The first, and most important, thing that I know about Nina Bawden is that she wrote Carrie's War. One of the many, many novels I read as a child which took place during the Second World War and focused on the experience of an evacuee. Indeed this book - along with Michelle Magorian's Goodnight Mr Tom and others - helped to sustain the particularly British idea of WWII as a kind of golden 'we didn't have much, but we were happy' epoch. Though I'm not actually going to admit to this myself, probably there were many comfortable middle-class children of around my age who read these books and thought 'it's not fair, why couldn't I have been born during wartime...' (More about this later.)
This is not, however, to underestimate Bawden's books for children - in fact they were extraordinary in their complexity. She didn't so much rely on creating false environments in which adventures could occur (adults mysteriously spirited away, etc.). Rather she looked for the adventures, dramas and disasters of everday life. Margaret Clark, who worked for Puffin in the 1950s, likened Bawden's work to that of John Rowe Townsend and Robert Cormier because these writers 'weren't afraid to suggest that children, like adults, could have disappointments or do wicked things.' Margaret Drabble has also said of Bawden that:
'She has an extraordinary recall of what it's like to be a child - the pretensions of being a child. She remembers the self-pity, the self-dramatisation. Actually it's quite Henry James - the adult reader feels sorry for the child caught up in an adult plot, so the child is seen at two levels.'
Not so very different, perhaps, from some of the more recent 'crossover' (adult/children's) fiction like Mark Haddon's The Curious Incident of the Dog in the Night-time, or Alice Sebold's The Lovely Bones. If Bawden's books were published now, do you think they would appeal to a 'crossover' audience or be marketed - as the Harry Potter books are - to children & adults separately?

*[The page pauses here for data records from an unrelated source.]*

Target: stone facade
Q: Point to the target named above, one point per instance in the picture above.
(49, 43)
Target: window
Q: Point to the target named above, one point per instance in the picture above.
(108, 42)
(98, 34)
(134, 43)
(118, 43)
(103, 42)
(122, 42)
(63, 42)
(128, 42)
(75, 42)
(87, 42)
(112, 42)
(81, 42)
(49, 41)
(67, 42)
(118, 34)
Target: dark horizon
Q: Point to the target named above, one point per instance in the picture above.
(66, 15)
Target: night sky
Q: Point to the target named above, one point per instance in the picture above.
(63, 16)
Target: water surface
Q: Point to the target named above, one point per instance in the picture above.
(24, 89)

Nina Bawden was evacuated to Wales during the war and this event had an enormous impact upon her life. She read Politics, Philosophy and Economics at Somerville College, Oxford and worked as a Magistrate for 10 years. An active member of the Labour party (and an advocate of the Welfare State) for most of her life, she felt deeply let down by New Labour and tore up her party card over the railways. In 2002 she was badly injured and her husband, Austen Kark, was one of seven people killed in the Potters Barn rail disaster. Bawden publicly campaigned for the government and the rail companies to take responsibility for the crash and she appears as a character in David Hare's The Permanent Way (which dramatised the experiences of the victims).
If you'd like to find out more about her, you can read this article from The Guardian.

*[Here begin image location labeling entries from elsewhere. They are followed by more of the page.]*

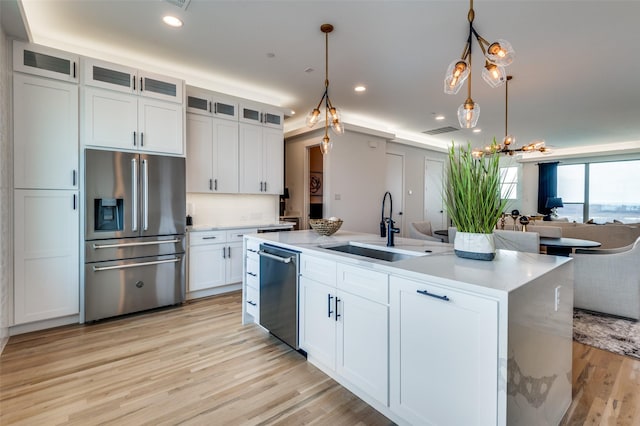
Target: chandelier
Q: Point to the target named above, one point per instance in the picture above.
(498, 55)
(509, 140)
(329, 110)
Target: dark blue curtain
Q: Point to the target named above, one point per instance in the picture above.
(547, 184)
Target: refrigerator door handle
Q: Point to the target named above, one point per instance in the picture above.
(134, 192)
(145, 195)
(134, 265)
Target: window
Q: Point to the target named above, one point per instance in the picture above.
(509, 183)
(603, 192)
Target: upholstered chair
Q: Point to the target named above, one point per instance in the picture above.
(608, 280)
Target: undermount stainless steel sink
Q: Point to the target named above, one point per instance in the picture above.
(388, 255)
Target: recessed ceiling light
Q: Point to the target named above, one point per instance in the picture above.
(172, 21)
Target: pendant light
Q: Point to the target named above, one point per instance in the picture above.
(509, 140)
(497, 55)
(331, 113)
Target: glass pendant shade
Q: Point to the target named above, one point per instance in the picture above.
(337, 127)
(326, 145)
(500, 52)
(468, 114)
(313, 117)
(494, 75)
(457, 73)
(509, 140)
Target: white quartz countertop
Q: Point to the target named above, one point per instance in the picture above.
(507, 272)
(209, 227)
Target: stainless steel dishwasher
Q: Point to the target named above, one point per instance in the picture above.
(279, 292)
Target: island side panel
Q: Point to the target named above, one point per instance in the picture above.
(540, 349)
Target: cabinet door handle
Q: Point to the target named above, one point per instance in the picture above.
(426, 293)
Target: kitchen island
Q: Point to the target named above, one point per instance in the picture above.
(432, 338)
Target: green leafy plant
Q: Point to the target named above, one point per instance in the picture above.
(472, 194)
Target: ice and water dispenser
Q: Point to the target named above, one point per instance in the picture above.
(109, 214)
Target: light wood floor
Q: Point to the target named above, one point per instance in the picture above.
(197, 365)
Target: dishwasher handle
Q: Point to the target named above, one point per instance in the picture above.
(274, 257)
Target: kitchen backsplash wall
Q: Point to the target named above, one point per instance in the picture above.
(232, 209)
(6, 193)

Did anyone else read any Nina Bawden books as a child? If so, what did you think of them? I'm tempted to go back and reread them having now read some of her adult novels.

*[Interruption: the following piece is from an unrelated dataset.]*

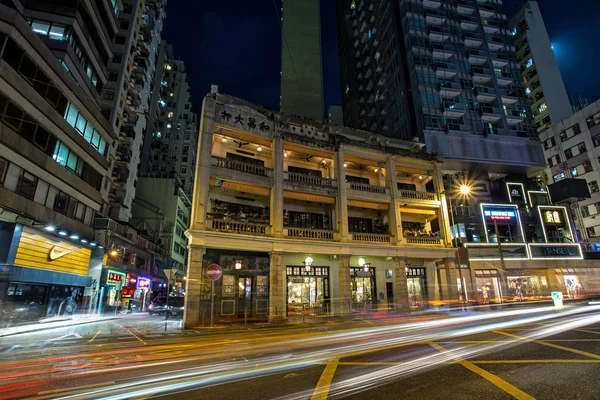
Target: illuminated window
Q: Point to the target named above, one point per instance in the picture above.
(529, 63)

Wonderful post! I've only read one Bawden, A Woman of My Age which was beautifully written.
ReplyDeleteI've read two: The Birds on the Trees (LB Shortlist) and Walking Naked. I was reading something recently about the idea that you shouldn't see a writer sweat - and I think this describes Nina Bawden perfectly. She is a very stylish writer and her novels feel as if they were effortless in the writing, but they also leave you thinking for a long time afterwards. I'll have to look out A Woman of My Age too - thanks for the recommendation.